Assuming we have a vocab_size of 50257:

vocab_size = 50257
output_dim = 256

token_embedding_layer = torch.nn.Embedding(vocab_size, output_dim)

If we use the our dataloader with this embedding layer, for exmaple with a batch size of 8, for tokens each, we will have tensor of size: 8*4*256

max_length = 4
dataloader = DataLoaderGPTV1(raw_txt, batch_size=8, max_length=max_length, stride=4, shuffle=False)

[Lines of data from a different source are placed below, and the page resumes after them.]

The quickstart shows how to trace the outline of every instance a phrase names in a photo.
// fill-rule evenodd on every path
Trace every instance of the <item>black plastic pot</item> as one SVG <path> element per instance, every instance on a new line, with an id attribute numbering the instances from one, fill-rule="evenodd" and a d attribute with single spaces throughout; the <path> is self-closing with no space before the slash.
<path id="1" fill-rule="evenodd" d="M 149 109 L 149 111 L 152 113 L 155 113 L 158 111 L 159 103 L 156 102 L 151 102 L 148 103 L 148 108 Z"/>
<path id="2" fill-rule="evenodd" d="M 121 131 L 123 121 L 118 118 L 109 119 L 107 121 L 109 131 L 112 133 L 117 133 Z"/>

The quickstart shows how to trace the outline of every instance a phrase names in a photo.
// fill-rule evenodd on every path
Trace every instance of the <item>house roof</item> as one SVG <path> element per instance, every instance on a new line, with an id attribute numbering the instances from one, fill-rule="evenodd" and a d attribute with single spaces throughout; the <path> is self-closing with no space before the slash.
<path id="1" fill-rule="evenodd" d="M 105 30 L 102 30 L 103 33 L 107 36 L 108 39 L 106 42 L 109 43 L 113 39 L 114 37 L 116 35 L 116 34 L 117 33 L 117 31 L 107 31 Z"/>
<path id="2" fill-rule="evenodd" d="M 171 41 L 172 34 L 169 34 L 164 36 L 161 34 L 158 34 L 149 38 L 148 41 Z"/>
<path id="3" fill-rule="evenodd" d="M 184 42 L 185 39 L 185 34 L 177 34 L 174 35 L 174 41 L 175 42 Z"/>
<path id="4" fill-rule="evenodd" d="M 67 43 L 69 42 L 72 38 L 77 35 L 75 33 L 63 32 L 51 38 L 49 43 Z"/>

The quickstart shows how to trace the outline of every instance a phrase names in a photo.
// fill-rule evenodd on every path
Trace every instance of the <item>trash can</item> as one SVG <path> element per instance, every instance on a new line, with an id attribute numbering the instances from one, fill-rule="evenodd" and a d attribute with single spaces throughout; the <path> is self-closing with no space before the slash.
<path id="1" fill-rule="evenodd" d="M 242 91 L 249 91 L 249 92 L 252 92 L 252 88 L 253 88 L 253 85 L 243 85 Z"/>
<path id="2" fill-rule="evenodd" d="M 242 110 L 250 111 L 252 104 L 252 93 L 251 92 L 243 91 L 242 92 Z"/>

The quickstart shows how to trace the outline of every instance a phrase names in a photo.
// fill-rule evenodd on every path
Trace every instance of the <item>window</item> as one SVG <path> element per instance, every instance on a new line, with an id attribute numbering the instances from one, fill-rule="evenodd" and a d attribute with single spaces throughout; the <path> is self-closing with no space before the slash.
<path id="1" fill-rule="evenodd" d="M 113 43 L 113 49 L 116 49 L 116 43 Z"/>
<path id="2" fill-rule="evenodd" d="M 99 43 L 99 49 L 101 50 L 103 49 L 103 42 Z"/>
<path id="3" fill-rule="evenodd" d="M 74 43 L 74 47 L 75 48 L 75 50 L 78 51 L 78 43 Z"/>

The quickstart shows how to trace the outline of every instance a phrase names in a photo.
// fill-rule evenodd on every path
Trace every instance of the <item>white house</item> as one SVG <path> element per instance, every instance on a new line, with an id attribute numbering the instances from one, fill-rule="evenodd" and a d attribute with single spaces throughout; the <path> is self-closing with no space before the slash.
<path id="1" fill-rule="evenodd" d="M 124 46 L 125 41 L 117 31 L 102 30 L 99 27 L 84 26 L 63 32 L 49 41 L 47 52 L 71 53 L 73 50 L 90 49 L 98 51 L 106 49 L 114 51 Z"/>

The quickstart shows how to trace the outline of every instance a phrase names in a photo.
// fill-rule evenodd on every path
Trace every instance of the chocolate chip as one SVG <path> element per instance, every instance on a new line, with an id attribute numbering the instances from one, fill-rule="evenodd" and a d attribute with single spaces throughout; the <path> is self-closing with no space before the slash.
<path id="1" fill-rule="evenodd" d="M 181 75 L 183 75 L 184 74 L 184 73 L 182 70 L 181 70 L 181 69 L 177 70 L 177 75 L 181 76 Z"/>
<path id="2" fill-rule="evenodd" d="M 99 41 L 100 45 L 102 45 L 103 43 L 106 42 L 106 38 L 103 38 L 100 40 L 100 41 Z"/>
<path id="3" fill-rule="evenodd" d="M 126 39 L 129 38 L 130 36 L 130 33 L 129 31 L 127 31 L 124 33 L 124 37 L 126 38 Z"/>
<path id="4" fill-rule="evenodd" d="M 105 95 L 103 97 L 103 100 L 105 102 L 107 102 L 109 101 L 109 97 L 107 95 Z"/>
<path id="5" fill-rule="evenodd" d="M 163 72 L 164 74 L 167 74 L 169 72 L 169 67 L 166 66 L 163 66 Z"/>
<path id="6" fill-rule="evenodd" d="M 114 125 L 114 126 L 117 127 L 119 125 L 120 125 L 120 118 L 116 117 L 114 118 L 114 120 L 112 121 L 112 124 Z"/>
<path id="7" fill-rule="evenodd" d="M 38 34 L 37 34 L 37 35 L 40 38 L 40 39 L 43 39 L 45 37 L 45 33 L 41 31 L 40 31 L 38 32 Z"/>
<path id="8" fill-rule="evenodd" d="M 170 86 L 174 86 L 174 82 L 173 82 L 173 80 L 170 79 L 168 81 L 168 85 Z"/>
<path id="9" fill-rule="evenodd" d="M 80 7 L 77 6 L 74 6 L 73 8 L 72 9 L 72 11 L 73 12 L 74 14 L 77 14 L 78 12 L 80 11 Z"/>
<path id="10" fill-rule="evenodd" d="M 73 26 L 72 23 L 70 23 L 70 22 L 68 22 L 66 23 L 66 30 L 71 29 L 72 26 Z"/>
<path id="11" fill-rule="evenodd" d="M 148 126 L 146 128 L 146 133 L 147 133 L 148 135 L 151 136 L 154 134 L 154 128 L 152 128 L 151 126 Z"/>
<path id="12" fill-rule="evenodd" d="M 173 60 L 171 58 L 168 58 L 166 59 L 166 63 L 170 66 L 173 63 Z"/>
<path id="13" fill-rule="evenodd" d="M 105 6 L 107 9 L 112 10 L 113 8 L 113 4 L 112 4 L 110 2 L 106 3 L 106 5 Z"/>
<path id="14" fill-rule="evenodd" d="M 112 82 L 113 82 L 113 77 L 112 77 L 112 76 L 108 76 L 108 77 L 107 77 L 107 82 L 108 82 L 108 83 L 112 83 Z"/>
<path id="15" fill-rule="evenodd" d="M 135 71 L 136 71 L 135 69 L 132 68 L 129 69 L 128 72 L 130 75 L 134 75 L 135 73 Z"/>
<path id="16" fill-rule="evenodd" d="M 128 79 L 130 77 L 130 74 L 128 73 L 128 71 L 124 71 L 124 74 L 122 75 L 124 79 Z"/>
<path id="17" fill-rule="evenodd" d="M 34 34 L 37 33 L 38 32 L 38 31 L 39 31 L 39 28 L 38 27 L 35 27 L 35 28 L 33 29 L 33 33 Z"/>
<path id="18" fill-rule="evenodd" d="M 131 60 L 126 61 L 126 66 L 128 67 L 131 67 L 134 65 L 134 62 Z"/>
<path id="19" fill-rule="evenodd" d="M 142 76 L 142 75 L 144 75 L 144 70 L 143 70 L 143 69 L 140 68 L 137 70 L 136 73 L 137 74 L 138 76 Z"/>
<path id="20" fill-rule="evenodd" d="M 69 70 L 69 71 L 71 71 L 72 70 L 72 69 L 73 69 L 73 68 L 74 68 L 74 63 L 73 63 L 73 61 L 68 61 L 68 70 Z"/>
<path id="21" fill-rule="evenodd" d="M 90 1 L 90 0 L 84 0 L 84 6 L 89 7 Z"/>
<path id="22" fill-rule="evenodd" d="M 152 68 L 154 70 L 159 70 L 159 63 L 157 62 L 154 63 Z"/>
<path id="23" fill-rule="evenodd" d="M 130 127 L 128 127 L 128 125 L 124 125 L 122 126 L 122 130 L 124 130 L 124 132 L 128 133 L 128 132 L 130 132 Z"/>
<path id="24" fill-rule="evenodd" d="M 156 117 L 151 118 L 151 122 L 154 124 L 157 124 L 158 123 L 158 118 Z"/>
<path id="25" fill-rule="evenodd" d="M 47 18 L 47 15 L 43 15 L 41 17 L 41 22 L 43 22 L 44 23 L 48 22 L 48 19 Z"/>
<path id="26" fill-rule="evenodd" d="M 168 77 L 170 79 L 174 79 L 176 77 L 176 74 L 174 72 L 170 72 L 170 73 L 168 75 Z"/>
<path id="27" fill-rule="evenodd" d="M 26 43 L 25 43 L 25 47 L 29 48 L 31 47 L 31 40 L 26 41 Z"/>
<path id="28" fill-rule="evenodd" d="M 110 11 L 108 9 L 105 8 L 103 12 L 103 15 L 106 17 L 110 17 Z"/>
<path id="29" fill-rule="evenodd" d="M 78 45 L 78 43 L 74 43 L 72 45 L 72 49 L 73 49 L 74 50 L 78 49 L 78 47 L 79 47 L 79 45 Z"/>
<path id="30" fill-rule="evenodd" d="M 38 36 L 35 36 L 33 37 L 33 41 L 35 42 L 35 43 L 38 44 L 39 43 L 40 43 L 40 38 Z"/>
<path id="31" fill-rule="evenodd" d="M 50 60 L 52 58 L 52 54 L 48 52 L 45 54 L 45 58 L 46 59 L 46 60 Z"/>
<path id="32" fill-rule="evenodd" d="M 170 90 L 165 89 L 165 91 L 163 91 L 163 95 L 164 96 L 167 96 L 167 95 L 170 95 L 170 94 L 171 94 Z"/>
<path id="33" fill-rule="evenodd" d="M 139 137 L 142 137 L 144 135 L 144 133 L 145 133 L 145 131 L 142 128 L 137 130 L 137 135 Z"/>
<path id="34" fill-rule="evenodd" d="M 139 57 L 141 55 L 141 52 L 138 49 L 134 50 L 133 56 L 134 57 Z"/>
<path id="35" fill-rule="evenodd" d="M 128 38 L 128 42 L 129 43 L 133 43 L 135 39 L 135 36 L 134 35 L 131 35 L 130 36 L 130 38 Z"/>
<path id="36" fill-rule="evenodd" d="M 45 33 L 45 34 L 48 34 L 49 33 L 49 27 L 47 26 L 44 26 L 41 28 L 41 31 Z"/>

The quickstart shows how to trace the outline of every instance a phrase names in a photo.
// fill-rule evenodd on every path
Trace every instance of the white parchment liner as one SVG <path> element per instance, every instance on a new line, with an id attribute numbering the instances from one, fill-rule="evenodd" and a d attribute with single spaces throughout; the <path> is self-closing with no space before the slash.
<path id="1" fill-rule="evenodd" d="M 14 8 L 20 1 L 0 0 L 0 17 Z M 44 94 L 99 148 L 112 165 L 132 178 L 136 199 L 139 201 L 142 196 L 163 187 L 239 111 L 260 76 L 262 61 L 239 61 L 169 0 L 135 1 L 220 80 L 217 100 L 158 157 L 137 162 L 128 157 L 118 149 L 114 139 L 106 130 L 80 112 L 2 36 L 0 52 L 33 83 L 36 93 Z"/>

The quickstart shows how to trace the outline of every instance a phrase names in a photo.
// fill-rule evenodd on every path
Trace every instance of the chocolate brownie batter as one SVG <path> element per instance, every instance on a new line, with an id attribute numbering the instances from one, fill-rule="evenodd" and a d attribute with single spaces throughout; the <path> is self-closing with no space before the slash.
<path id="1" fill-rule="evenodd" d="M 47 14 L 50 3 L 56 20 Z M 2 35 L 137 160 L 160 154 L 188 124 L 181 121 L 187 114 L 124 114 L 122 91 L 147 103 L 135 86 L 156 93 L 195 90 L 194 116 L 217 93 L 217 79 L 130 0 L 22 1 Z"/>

data_iter = iter(dataloader)

inputs, targets= next(data_iter)

print('Token IDs:\n', inputs)
print('\nInput shape:\n', inputs.shape)

Token IDs:
 tensor([[   40,   367,  2885,  1464],
        [ 1807,  3619,   402,   271],
        [10899,  2138,   257,  7026],
        [15632,   438,  2016,   257],
        [  922,  5891,  1576,   438],
        [  568,   340,   373,   645],
        [ 1049,  5975,   284,   502],
        [  284,  3285,   326,    11]])

Input shape:
 torch.Size([8, 4])

Pass it through the embedding layer we created:

token_embedding= token_embedding_layer(inputs)

token_embedding.shape

torch.Size([8, 4, 256])

To create position encoding layer the gpt3 way, we just need to create another embedding layer that has the same dimension as token_embedding_layer:

context_length = 4
pos_embedding_layer = torch.nn.Embedding(context_length, output_dim)
pos_embedding = pos_embedding_layer(torch.arange(context_length))
pos_embedding.shape

torch.Size([4, 256])

The input to the pos_embeddings is usually a placeholder vector torch.arange(context_length), which contains a sequence of numbers 0, 1, …, up to the maximum input length –1.

input_embedding = token_embedding + pos_embedding
input_embedding.shape

torch.Size([8, 4, 256])

Key Takeaways from Chapter 2:

Learned how to tokenize raw text and convert it into a structured format for model input.
Explored Byte Pair Encoding (BPE) as a way to handle subword units efficiently.
Understood how to convert tokens into token IDs using a vocabulary.
Added special context tokens (like BOS and EOS) to guide the model during training.
Used a sliding window approach for efficient data sampling from long texts.
Built token embeddings to map token IDs into dense vector representations.
Encoded positional information so the model can understand word order.